Is there a task, so that any algorithm solving this task can not run better than $\mathcal{O}(n)$?

Question

More generally my question is, whether for any $k$ there is a task (e.g. sorting a list of length $n$), s.t. any algorithm solving this task can not run better than $\mathcal{O}(n^k)$? Any idea/reference is appreciated.

Answer 1

Indeed. As a simple example, finding the maximum of a list cannot be performed in less then $O(n)$ in general conditions, since in order to find the maximum one must necessarily examine all the elements. This lower bound to the complexity is also a significant one, as there exists an algorithm that performs the task in such time (the obvious one).

Sorting also has a lower bound of $O(n)$, for the same reason, but it is not significant in general. It can be shown that, without specific assumptions on the number of elements that are to be sorted, the task cannot be performed in less than $O(n \log n)$. But, indeed, sorting also fits your definition.
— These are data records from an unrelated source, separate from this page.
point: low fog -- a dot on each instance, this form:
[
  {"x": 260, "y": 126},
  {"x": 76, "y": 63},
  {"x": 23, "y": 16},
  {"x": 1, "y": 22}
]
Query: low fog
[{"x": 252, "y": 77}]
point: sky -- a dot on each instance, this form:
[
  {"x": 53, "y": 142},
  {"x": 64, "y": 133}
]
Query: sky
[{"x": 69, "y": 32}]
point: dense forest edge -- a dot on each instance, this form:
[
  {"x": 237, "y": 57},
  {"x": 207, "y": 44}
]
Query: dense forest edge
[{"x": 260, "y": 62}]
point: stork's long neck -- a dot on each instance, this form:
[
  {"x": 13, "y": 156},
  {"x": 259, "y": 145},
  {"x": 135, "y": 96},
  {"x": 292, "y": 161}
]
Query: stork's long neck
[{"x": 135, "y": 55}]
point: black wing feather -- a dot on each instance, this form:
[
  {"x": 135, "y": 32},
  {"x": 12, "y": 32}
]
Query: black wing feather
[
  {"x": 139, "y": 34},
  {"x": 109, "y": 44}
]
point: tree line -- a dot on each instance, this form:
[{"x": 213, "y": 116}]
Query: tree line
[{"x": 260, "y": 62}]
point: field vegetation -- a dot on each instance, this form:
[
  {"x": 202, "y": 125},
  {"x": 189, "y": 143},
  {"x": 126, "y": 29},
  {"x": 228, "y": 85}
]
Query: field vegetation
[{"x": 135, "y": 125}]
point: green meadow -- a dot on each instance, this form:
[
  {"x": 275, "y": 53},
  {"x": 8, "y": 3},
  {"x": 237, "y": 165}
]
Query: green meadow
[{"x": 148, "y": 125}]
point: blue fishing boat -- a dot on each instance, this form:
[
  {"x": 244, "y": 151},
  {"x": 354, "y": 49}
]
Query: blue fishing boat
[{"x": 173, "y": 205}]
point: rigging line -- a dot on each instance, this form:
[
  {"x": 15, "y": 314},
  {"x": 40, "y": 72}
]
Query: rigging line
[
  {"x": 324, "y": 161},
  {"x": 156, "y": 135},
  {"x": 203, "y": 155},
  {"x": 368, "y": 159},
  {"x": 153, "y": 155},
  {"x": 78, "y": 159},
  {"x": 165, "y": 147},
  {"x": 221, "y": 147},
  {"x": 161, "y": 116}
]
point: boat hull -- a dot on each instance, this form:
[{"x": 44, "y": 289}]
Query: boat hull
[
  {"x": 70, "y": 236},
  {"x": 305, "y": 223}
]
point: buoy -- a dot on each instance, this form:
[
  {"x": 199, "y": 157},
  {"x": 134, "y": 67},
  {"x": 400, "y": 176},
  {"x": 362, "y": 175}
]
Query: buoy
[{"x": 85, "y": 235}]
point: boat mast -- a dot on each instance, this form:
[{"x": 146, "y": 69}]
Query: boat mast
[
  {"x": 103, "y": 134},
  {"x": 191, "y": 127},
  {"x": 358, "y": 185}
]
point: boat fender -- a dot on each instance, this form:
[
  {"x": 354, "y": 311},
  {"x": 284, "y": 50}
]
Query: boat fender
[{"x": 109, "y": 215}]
As for the general statement, consider finding the maximum of a $k$-dimensional array; this cannot take less than $O(n^k)$, if no assumptions are made about the ordering of the elements.

Answer 2

Take matrix multiplication as an example: Multiplying two matrices of size $n\times n$ will always take at least $O(n^2)$ operations: Simply because there are $O(n^2)$ elements that need to be processed, see this explanation. This minimal complexity is a relatively basic concept, which can be found in most undergraduate books about algorithms.

For the particular problem of matrix multiplication, there is actually a lot of research about finding algorithms with a lower $k$ (with the complexity $O(n^k)$), see here. You can see how the latest improvements are relatively small, and there is some threshold that won't be crossed.